Three assistant plant control operators at Gorgas — Cary Hamrick, Russell Davidson and Derreck Cagle — discovered the small, blue and orange colored bird while doing a 3 a.m. equipment check.

It was clear to the men the bird was injured because every time it tried to fly it fell.

They scooped it up and put it in a cardboard box until their shift ended. Cagle then took the bird to Veryl Graves, who is the president of the Gorgas chapter of the Alabama Power Service Organization.

Last year, the Alabama Power Foundation gave grant money to the Alabama Wildlife Center at Oak Mountain State Park, which cares for more than 1,600 native birds a year with the goal of releasing them back into the wild.

The grant was used to build an outdoor housing facility called a mew, which is for glove-trained birds of prey. The center uses the birds for educational programs. After discussing the situation with co-worker Suzie Barnett, Graves decided to take the bird to the center, where it was nursed back to health.
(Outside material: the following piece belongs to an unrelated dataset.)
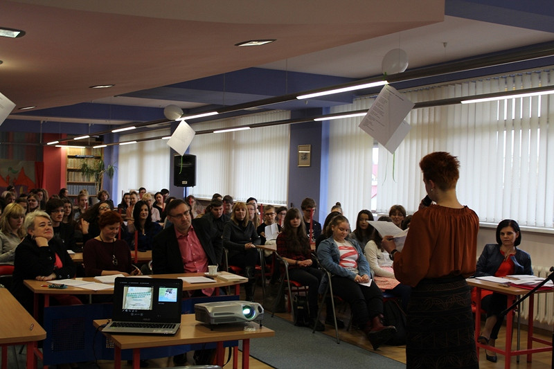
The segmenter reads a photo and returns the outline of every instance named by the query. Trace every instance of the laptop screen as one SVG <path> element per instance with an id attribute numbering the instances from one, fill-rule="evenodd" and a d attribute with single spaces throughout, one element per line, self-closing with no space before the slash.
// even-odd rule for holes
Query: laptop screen
<path id="1" fill-rule="evenodd" d="M 183 281 L 180 279 L 117 278 L 112 319 L 179 323 L 182 290 Z"/>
“We knew the bird couldn’t make it on its own if we left it here at the plant,” Graves said. “We hoped they would be able to treat the bird and restore it to health.”

Once at the center, it was determined the kestrel was underweight and had a fracture to the bone above the shoulder of his wing, which prevented the tiny creature from flying.
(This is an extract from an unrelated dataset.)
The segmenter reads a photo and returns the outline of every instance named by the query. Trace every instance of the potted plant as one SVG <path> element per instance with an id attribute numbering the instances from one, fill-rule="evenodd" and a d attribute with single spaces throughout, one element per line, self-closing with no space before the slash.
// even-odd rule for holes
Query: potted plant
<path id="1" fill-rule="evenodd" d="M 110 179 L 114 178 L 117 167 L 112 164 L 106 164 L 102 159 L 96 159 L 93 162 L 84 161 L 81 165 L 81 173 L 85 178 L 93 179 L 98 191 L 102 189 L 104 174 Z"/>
“We wrapped his wing, so it could heal properly and fed him daily in an effort to help him reach a consistent weight,” said the Center’s Clinic Manager Katie Stubblefield, who was responsible for the falcon’s care. “Although he is small, we still had to wear leather gloves when working with him, because he is a raptor. And all raptors, no matter how big or how small they are, they all have strong beaks and talons.”

During Tuesday’s release, the Alabama Wildlife Center’s executive director, Carol Argo, said she is proud of the facility’s success in rehabilitating injured birds.

“We really get excited when it’s time for an injured bird to be returned back to the wild, because every release is so special,” she said.

Several of the Alabama Power employees who were involved in getting help for the bird took part in the falcon’s release Tuesday afternoon.